Core Argument for this Ground:
- Prior Art Mapping: This ground again relied on Brandt for the foundational client-server architecture. However, to teach a more robust system for offline operation and data synchronization, Petitioner cited Demers and Alonso. Alonso specifically taught adding disconnected client support to the same IBM FlowMark workflow system disclosed in Brandt by having the mobile computer download necessary data to work offline and then synchronize updates upon reconnection. Demers taught the well-known Bayou system, which provided a specific technical approach for implementing such functionality using replicated mobile databases that synchronize with a primary server-side database. This combination taught the storage and synchronization of hospitality application data on a handheld device.
- Motivation to Combine: A POSITA seeking to improve the accessibility and utility of Brandt's FlowMark-based system would have been motivated by Alonso to add disconnected client support for mobile users. To implement this functionality, the POSITA would have naturally looked to well-known and established mobile database replication systems like the Bayou system described in Demers.
- Expectation of Success: The references collectively provided a clear technical roadmap for implementing robust offline capabilities in Brandt's system, and a POSITA would have had a reasonable expectation of success in doing so.
Additional Grounds: Petitioner asserted additional challenges under 35 U.S.C. §112 and §101. The multiple §112 grounds argued that the patent’s specification failed to enable key limitations, such as the "communications control module" and the method of storing and synchronizing entire "applications and data" across four distinct locations. The §101 ground argued the claims were directed to the patent-ineligible abstract idea of computerizing routine and long-standing hospitality activities.
4. Key Technical Contentions (Beyond Claim Construction)
- "Hospitality Applications and Data" Synchronization: Petitioner contended that the patent failed to provide an enabling disclosure for how "hospitality applications and data" could be stored across and synchronized between the four distinct recited locations (a central database, a handheld device, a web server, and a web page). It was argued that the concept of storing an entire application on a web page or synchronizing applications themselves (as opposed to just data) was technically ambiguous, unsupported by the specification, and would require undue experimentation to implement.

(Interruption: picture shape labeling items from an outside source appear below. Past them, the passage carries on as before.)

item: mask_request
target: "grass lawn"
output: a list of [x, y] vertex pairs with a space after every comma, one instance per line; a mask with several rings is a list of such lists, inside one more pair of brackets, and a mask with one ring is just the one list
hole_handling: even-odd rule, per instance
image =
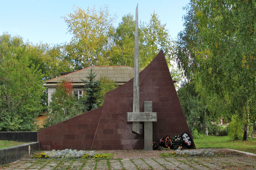
[[0, 149], [13, 146], [24, 143], [26, 143], [22, 142], [16, 142], [16, 141], [11, 141], [7, 140], [0, 140]]
[[201, 139], [194, 139], [197, 149], [228, 148], [256, 154], [256, 139], [248, 138], [247, 141], [242, 139], [232, 141], [228, 136], [208, 136]]

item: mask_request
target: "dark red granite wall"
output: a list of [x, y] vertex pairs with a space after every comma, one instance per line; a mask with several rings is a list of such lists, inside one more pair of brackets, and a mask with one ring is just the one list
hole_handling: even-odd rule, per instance
[[[140, 73], [139, 80], [140, 111], [144, 111], [144, 101], [152, 101], [152, 111], [157, 113], [153, 140], [184, 131], [191, 135], [162, 51]], [[133, 111], [133, 81], [107, 93], [102, 107], [39, 131], [40, 147], [143, 149], [143, 123], [139, 135], [132, 132], [132, 122], [126, 121], [127, 113]]]

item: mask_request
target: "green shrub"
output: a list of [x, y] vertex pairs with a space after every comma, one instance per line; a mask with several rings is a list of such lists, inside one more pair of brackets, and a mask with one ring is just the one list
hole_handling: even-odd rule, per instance
[[197, 130], [196, 129], [195, 129], [192, 132], [192, 136], [193, 139], [200, 139], [203, 138], [205, 135], [198, 133]]
[[219, 133], [220, 136], [227, 136], [228, 133], [228, 128], [226, 127], [224, 127], [222, 129], [221, 129]]
[[228, 126], [228, 135], [232, 139], [236, 140], [242, 137], [242, 122], [237, 115], [232, 116], [231, 122]]

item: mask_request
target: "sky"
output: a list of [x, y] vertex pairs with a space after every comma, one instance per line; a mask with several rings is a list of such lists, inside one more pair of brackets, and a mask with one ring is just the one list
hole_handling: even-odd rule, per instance
[[186, 11], [182, 8], [189, 3], [189, 0], [0, 0], [0, 35], [8, 32], [19, 35], [24, 41], [35, 44], [69, 42], [72, 35], [67, 33], [67, 26], [61, 17], [73, 13], [74, 5], [85, 10], [95, 5], [98, 11], [107, 5], [110, 13], [118, 17], [114, 24], [116, 27], [123, 16], [129, 13], [135, 16], [138, 3], [139, 22], [148, 23], [150, 14], [155, 11], [175, 39], [183, 29], [182, 16]]

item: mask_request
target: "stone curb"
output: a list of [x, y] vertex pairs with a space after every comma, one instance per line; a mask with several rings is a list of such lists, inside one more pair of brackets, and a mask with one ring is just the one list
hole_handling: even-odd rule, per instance
[[245, 154], [247, 155], [251, 155], [251, 156], [256, 156], [256, 154], [253, 154], [253, 153], [251, 153], [250, 152], [246, 152], [240, 151], [240, 150], [235, 150], [234, 149], [231, 149], [228, 148], [228, 149], [229, 149], [229, 150], [233, 150], [234, 151], [235, 151], [236, 152], [240, 152], [240, 153], [244, 154]]

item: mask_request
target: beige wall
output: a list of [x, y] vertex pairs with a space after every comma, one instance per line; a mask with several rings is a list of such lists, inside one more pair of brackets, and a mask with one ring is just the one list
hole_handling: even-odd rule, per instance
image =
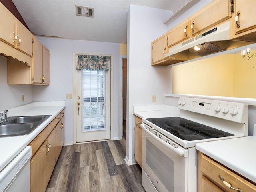
[[127, 44], [126, 43], [120, 43], [120, 54], [127, 54]]
[[[252, 51], [254, 52], [255, 51]], [[172, 93], [256, 98], [256, 58], [225, 54], [172, 67]]]

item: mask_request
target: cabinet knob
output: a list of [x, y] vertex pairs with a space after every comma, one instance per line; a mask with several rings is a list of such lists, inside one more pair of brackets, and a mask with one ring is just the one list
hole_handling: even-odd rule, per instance
[[188, 25], [186, 26], [186, 28], [184, 29], [184, 33], [186, 35], [186, 36], [188, 36], [188, 34], [187, 33], [187, 29], [188, 28]]
[[219, 175], [219, 178], [220, 178], [220, 179], [221, 180], [221, 182], [222, 182], [222, 183], [230, 189], [233, 189], [233, 190], [238, 191], [239, 192], [243, 192], [243, 190], [242, 189], [240, 189], [239, 188], [234, 188], [234, 187], [233, 187], [229, 183], [224, 180], [224, 178], [221, 175]]
[[237, 12], [237, 13], [235, 17], [235, 22], [236, 22], [236, 28], [237, 28], [240, 27], [240, 24], [238, 22], [238, 15], [239, 15], [239, 14], [240, 14], [240, 11]]
[[194, 33], [194, 24], [195, 24], [195, 22], [193, 21], [193, 22], [192, 22], [192, 24], [191, 24], [191, 25], [190, 26], [190, 28], [191, 29], [191, 30], [192, 30], [192, 32], [193, 33]]

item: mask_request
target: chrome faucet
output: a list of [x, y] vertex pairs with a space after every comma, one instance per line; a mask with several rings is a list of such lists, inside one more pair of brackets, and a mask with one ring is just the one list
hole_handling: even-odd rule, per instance
[[2, 116], [4, 115], [4, 114], [3, 113], [0, 113], [0, 123], [2, 123], [4, 122], [4, 120], [2, 119]]
[[9, 111], [8, 110], [6, 110], [5, 111], [4, 111], [4, 119], [3, 120], [5, 122], [7, 120], [7, 112]]

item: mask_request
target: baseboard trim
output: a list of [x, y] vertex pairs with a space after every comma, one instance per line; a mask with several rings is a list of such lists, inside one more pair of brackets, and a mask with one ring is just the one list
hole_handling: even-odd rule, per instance
[[63, 144], [63, 145], [74, 145], [74, 142], [73, 141], [67, 141], [66, 142], [64, 142]]
[[136, 164], [138, 164], [138, 163], [136, 161], [136, 160], [135, 159], [128, 159], [127, 156], [125, 156], [125, 158], [124, 159], [124, 161], [126, 163], [127, 165], [135, 165]]
[[121, 140], [122, 139], [122, 137], [115, 137], [113, 138], [113, 140], [114, 141], [116, 141], [117, 140]]

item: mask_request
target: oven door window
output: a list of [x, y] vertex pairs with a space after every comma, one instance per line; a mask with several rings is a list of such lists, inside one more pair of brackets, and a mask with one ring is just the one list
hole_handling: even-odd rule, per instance
[[186, 191], [188, 158], [143, 132], [142, 168], [151, 182], [159, 191]]

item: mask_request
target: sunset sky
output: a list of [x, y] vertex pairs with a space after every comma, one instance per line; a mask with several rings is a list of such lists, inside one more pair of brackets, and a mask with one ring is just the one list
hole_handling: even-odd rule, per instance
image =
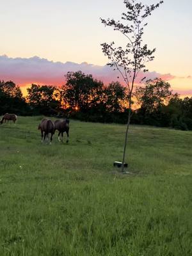
[[[152, 76], [166, 76], [183, 95], [192, 95], [191, 10], [189, 0], [164, 0], [148, 19], [144, 35], [157, 49], [147, 67]], [[100, 45], [125, 41], [99, 18], [118, 19], [125, 11], [123, 0], [1, 0], [0, 79], [22, 86], [61, 84], [67, 71], [82, 68], [108, 81], [113, 75], [103, 67], [108, 59]]]

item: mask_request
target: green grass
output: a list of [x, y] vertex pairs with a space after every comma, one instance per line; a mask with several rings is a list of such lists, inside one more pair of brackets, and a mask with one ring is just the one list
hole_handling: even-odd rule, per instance
[[40, 119], [0, 126], [1, 256], [192, 255], [191, 132], [132, 125], [122, 175], [124, 125]]

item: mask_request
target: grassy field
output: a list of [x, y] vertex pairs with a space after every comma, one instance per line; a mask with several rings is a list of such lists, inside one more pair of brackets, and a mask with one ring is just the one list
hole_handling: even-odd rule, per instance
[[0, 126], [1, 256], [192, 255], [191, 132], [132, 125], [122, 175], [124, 125], [40, 120]]

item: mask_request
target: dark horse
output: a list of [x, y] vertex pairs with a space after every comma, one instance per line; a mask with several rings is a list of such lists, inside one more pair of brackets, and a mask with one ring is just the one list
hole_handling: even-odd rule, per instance
[[42, 142], [45, 140], [46, 137], [48, 141], [49, 133], [51, 133], [50, 144], [51, 144], [52, 135], [54, 134], [54, 131], [55, 131], [54, 123], [51, 120], [44, 118], [42, 120], [42, 122], [39, 124], [38, 129], [40, 130], [42, 132]]
[[0, 121], [0, 123], [3, 124], [3, 122], [6, 123], [6, 121], [8, 121], [8, 122], [9, 121], [13, 121], [15, 124], [17, 119], [17, 116], [15, 114], [8, 114], [8, 113], [6, 113], [3, 116], [1, 120]]
[[63, 132], [66, 132], [67, 135], [67, 143], [68, 143], [68, 142], [69, 120], [68, 119], [63, 120], [57, 120], [54, 122], [54, 124], [55, 130], [58, 130], [59, 131], [58, 141], [60, 141], [60, 135], [61, 133], [61, 137], [62, 137], [61, 141], [63, 142]]

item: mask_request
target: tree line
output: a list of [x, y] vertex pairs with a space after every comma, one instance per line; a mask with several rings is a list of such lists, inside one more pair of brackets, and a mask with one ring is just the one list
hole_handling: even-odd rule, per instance
[[[129, 93], [119, 82], [108, 86], [81, 71], [69, 72], [61, 87], [33, 84], [24, 97], [13, 81], [0, 81], [0, 114], [68, 116], [83, 121], [125, 124]], [[192, 97], [182, 99], [161, 79], [134, 93], [132, 124], [192, 130]]]

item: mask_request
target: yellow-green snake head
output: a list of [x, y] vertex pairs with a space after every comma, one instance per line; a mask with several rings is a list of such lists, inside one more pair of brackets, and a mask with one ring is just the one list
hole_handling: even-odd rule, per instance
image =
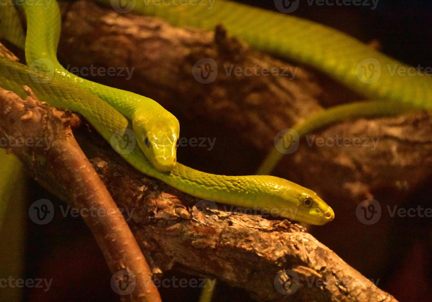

- "Communications Control Module": Petitioner argued that the specification provided conflicting characterizations of the "communications control module," describing it both as a centralized system component (running on a desktop PC) and as a distributed software abstraction layer that interfaces with applications on each device. Petitioner contended this contradiction, along with a lack of any meaningful implementation details, rendered the claims fatally indefinite and non-enabled.
5. Relief Requested
- Petitioner requests institution of a Covered Business Method patent review and cancellation of claims 12-16 of the ’850 patent as unpatentable.